Ah, but there is one statistic of those who vote that WILL affect you
greatly. Namely, the portions of voters who vote for Bush, Clinton, Perot,
etc. And all concerned parties (political & media) would like the best
possible estimate of THAT statistic before election day.

>There's also a risk of drawing conclusions from data based on one's
interpretation (frame of reference, filter, bias, presuppositions, whatever
you want to call it, as derived from training - other people's ideas we
accept as our own - and/or experience). I see more and more
misinterpretation of data, some of it based on statistics. For example,
the media is upset these days because the public "isn't interested" in
political conventions anymore (evidenced by low ratings) when the real
problem may very well be that viewers are discouraged (some might be
disgusted) with the terrible slant (bias) of the media. The data
(low ratings) have been interpreted incorrectly, something quite common in
our world, I guess. We can probably all cite additional examples from our
chosen fields of study. Just my perspective on the significance of using
statistics to give credibility to our arguments.

You illustrate very well the problem of misinterpretation.

The statistic: Low ratings of the conventions.

Someone's interpretation (allegedly the media): the public is no longer
interested in politics. This could be a strawman interpretation attributed
to the media, or a 15 second summary by an actual media person.

One interpretation: voter's are discouraged with the terrible slant of the
media.

Another interpretation: The viewers are discouraged by the terrible slant
of the conventions. In the good old days, there'd be debates, arguements,
votes, re-votes, maybe a fist fight or two, or even a riot. [Now, THAT'S
entertainment ;-) ] The last conventions (both parties) were little more
than carefully orchestrated infomercials, presenting little else than what
the organizers intended. Even the protestors were carefully coralled miles
away from the convention sites.

It's my experience that people aren't stupid. (Even stupid people can be
suprisingly smart.) Many have have a instinctive distrust of well packaged
information (like commercials), because they have been conned in buying
lousy products with great advertising enough times to know better.

Which leads to other forms of non-sampling error.
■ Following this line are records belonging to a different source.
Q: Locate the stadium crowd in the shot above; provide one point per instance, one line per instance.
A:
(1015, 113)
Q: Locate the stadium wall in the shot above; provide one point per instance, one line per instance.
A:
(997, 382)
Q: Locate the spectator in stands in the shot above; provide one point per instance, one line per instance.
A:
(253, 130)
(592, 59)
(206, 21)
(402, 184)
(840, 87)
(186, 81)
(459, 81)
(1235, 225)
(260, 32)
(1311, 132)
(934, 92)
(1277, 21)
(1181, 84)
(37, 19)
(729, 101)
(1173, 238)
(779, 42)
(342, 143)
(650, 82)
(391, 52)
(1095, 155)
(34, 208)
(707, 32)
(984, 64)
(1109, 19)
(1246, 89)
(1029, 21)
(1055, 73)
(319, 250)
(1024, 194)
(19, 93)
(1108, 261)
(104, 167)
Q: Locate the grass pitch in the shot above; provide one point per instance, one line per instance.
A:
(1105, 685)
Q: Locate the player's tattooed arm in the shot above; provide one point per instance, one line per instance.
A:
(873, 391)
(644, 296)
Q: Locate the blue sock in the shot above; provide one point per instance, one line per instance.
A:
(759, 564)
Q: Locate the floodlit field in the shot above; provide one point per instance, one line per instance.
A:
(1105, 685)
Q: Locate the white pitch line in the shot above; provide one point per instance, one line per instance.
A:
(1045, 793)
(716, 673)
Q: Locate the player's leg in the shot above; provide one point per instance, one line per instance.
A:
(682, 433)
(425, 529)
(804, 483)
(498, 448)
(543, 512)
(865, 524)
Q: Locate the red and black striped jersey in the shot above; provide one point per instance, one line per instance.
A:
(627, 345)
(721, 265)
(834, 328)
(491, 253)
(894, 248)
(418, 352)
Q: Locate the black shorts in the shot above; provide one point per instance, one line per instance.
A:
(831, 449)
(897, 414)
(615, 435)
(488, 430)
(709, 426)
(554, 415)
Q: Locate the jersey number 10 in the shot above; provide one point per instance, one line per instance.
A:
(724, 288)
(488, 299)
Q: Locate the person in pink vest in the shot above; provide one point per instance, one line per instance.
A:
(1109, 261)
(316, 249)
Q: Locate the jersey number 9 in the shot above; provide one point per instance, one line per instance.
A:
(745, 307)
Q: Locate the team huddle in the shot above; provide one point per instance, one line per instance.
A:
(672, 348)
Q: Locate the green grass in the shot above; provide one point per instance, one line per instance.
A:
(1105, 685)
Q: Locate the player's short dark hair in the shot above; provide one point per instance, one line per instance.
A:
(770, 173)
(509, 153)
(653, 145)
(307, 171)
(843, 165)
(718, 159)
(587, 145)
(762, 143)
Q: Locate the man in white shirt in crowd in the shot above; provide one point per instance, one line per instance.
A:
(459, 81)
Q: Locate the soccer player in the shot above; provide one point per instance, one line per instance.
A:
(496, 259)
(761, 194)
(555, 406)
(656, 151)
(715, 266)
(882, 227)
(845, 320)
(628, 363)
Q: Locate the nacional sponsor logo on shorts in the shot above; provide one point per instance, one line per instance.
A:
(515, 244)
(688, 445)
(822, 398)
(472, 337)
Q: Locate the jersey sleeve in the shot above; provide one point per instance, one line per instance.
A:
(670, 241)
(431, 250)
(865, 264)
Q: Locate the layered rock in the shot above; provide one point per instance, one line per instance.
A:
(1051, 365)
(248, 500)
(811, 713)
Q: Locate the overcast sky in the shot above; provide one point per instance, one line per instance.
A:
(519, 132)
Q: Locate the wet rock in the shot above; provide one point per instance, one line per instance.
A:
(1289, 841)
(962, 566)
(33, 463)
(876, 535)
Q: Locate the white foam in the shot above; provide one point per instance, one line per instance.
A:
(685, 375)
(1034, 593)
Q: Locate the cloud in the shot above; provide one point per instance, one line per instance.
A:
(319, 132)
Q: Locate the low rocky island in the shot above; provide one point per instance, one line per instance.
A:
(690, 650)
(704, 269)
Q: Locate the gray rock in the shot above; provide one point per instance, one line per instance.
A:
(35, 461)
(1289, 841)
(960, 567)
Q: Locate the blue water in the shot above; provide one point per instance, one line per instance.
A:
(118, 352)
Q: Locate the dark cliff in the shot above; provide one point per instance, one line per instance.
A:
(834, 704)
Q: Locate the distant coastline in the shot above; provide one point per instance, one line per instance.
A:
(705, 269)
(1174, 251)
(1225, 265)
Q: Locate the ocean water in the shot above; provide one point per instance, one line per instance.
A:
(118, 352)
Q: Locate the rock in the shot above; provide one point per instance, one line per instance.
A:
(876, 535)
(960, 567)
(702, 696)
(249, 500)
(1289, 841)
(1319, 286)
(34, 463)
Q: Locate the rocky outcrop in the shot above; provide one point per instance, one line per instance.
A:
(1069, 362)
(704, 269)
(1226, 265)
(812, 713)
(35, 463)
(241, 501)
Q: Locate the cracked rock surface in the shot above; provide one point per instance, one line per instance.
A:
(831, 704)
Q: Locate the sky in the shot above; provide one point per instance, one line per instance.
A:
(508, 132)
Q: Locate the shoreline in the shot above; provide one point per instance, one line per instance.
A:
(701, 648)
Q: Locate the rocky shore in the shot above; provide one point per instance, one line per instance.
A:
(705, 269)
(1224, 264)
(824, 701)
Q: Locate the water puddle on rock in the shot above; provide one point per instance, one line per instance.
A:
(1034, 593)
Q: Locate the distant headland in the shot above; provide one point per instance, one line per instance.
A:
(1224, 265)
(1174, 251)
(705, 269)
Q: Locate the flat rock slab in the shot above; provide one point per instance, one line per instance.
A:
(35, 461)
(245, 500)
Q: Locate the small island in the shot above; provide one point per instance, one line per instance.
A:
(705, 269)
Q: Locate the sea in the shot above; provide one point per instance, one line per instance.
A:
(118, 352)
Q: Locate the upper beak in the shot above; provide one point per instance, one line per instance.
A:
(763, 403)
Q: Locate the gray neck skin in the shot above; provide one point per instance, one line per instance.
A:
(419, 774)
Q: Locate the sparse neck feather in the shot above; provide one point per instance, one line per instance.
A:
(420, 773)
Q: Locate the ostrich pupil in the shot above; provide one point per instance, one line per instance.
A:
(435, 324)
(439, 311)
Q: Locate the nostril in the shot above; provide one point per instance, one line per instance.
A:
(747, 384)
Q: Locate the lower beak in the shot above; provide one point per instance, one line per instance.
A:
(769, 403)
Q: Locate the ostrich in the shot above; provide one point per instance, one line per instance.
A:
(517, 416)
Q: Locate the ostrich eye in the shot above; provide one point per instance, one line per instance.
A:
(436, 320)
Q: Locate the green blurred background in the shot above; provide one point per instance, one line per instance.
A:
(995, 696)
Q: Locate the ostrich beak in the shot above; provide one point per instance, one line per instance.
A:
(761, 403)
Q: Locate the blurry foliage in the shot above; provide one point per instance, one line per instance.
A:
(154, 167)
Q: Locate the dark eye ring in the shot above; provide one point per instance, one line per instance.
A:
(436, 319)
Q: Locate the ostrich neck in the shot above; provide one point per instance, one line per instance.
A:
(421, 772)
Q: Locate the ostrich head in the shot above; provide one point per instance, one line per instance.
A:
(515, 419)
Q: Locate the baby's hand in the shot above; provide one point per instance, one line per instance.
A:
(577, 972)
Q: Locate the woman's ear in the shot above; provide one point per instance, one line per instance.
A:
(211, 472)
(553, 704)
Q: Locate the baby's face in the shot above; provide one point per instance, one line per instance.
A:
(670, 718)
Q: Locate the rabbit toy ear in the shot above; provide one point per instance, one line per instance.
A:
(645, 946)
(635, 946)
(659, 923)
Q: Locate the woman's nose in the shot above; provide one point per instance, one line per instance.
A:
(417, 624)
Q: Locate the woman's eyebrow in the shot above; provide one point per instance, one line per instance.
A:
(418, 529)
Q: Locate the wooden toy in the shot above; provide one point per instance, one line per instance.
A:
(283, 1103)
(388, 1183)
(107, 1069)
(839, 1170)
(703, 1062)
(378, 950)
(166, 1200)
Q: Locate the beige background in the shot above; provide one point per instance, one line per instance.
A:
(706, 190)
People can work against the Pollster. Apparently, Chicago has a reputation
for misleading polls (at least in exit polling for national elections).
People exiting the poll tell the pollster opposite of what they actually
did.

People can work "for" the Pollster. Often people instinctively and
unconsciously "try" to "please" the pollster, by trying "figure" out the
"right" answers. Leading to wrong answers, of course.

People can realize that this poll is a waste of their own time, and get it
over with as quickly as possible. The result is an opinion--the product of
maybe 2 seconds of carefull deliberation. This is smart--since the poll
uses time, and there is no reward for carefull deliberation. When people
vote in November, almost all will have deliberated at least 30 to 300 times
as long, and will use different thought processes to reach a decision.

And I could (and did) go on & on about good vs. bad vs. popular statistics.

There are a number of good books concerning interpretation of statistics for
laypeople.

Some titles that come to mind are:

200% of Nothing

Innumeracy

How to Lie with Statistics (a classic warning on how to recognize it,
not how to practice it!)

Prehaps one of the best for you is:

News & Numbers: A Guide to Reporting Statistical Claims and
Controversies in Health and Other Fields, by Victor Cohn.

Victor Cohn is an award winning science journalist for the Washington Post,
and has been working with the American Statistical Associations (another
ASA, neither of which should be confused with the American Sunbathing
Association).

Grace & peace,

Dennis Sweitzer